Blood is of immense cultural significance. We talk of blood ‘being thicker than water’ to signify the strength of family loyalty, as also reflected in ‘blood brothers’. A massacre is a ‘blood bath’, the reward for assassination ‘blood money’. Blood signifies power, for good or evil; the consumption of blood, metaphorically, lies at the heart of the Christian sacrament, yet many societies produce legends of vampires, whose evil is signified by their taste for human blood. Blood is often equated with strength: the monthly loss of blood through menstrual flow frequently led doctors (mostly male) to assume an inherent weakness in women. But too much blood could also be troublesome: ruddy-faced, plethoric men would make an annual visit to the barber-surgeon each spring (blood's season, according to the doctrine of the humours) to be bled. Barbers and surgeons went their separate ways in the seventeenth and eighteenth centuries, but the red stripe down the barber's pole still commemorates this annual blood-letting ritual.

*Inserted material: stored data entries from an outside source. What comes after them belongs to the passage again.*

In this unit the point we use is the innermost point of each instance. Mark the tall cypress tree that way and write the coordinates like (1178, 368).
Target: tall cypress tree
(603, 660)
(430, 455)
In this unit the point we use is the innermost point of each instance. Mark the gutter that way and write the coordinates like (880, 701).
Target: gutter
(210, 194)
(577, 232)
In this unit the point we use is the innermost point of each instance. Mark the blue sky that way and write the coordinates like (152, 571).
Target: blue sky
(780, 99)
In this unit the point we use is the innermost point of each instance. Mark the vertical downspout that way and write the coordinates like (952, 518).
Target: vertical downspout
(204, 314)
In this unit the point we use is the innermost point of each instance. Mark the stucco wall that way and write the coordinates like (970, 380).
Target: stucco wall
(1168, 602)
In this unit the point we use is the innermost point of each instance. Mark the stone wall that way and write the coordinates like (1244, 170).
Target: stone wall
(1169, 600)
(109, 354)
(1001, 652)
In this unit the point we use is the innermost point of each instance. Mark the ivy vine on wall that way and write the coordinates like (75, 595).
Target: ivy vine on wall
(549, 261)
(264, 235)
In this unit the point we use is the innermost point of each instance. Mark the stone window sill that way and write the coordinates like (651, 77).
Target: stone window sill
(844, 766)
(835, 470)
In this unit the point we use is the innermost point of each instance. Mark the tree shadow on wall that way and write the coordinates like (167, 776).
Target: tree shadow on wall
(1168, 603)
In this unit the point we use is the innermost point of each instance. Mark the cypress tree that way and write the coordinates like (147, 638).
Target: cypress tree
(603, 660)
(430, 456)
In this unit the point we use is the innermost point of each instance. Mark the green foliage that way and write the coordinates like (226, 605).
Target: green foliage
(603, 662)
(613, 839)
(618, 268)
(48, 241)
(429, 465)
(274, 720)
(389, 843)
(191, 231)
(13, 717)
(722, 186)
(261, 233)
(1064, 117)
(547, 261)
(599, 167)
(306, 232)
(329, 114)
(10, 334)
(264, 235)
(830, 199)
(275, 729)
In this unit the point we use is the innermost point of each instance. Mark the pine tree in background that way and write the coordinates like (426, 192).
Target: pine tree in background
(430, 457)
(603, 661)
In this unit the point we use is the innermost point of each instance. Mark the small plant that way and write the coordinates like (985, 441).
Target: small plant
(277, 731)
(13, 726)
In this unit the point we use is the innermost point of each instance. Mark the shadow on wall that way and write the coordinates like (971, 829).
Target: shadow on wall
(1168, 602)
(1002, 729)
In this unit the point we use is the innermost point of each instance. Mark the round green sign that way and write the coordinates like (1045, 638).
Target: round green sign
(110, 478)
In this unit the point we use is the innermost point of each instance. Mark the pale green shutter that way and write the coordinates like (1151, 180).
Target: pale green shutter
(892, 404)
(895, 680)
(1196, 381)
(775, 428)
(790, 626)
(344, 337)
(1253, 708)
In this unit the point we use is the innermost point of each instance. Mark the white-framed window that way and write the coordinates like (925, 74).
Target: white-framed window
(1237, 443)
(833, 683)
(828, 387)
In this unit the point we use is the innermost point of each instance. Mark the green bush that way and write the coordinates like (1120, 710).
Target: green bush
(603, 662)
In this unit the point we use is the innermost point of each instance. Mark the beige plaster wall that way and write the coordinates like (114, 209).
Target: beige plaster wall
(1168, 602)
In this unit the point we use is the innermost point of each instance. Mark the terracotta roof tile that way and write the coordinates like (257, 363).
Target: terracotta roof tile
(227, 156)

Knowledge of the structure of blood (such as the notion that it consists of cells suspended in a protein-rich fluid called plasma) slowly accumulated from the seventeenth century onwards. The Dutch microscopist Anton van Leeuwenhoek (1632–1723), examining his own blood under a simple microscope, first described the red corpuscles (cells), and measured their diameter. White corpuscles were first observed by the British physician William Hewson (1739–74), who also discovered the essential features of how blood coagulates, showing that it is due to the clotting of plasma rather than changes in the cellular constituents. In the latter half of the nineteenth century it was found that blood cells are the progeny of more primitive cells in the bone marrow. The modern science of haematology stemmed from the work of the German pharmacologist Paul Ehrlich (1854–1915), who developed a stain that led to a clear distinction between the different types of cells in the blood.

An understanding of the function of blood also evolved over several centuries. William Harvey described its circulation in 1628, and a few years later the English physician Richard Lower (1631–91) observed the change from the dark blue colour of venous to the bright red of arterial blood after its passage through the lungs. In 1790 the French chemist Antoine Lavoisier (1743–94) discovered oxygen and found that it was the constituent of air that is responsible for the change of the colour of blood. In the mid nineteenth century it was found that oxygen combines with a substance in the red cells, which was identified as the protein haemoglobin by the German biochemist Felix Hoppe-Seyler (1825–95). By 1900 it was also appreciated that the white cells play a crucial role in defence against infection, an idea first proposed by the Russian zoologist Ilya Metchnikoff (1845–1916).

Blood is the body's major transport system, carrying vital substances to all the tissues and removing their waste products. It delivers oxygen from the lungs and collects carbon dioxide to be excreted there; it takes up nutrients from the gut, and distributes them for use or storage; and by virtue of its passage through the kidneys it provides an important mechanism for the excretion of toxic waste products of metabolism. The blood also distributes hormones from their sites of secretion to their sites of action, and likewise the cells, antibodies, and other substances which combat injury and infection. In performing these functions, the blood continually exchanges substances across the capillary walls with the fluids that bathe all body cells. The total volume of blood, which remains remarkably constant in adults, is approximately 70 ml/kg body weight, or about 5 litres. It consists of a fluid component, plasma, in which are suspended red cells, white cells, and platelets (see figure). In health, the cells comprise about 45% of the total volume of blood: this value is known as the haematocrit, and reflects mainly the bulk of the red blood cells.

Red blood cells

The number of circulating red cells in a unit volume of blood — the red cell count — varies at different stages of development. It is relatively high in fetal life and falls quickly after birth, before gradually rising to reach its adult level by the age of 20 (about 5 million/mm3 of blood). Although it is approximately the same in males and females during childhood, it is higher in males after adolescence. Red cells survive for only about three months in the circulating blood, so production continues throughout life.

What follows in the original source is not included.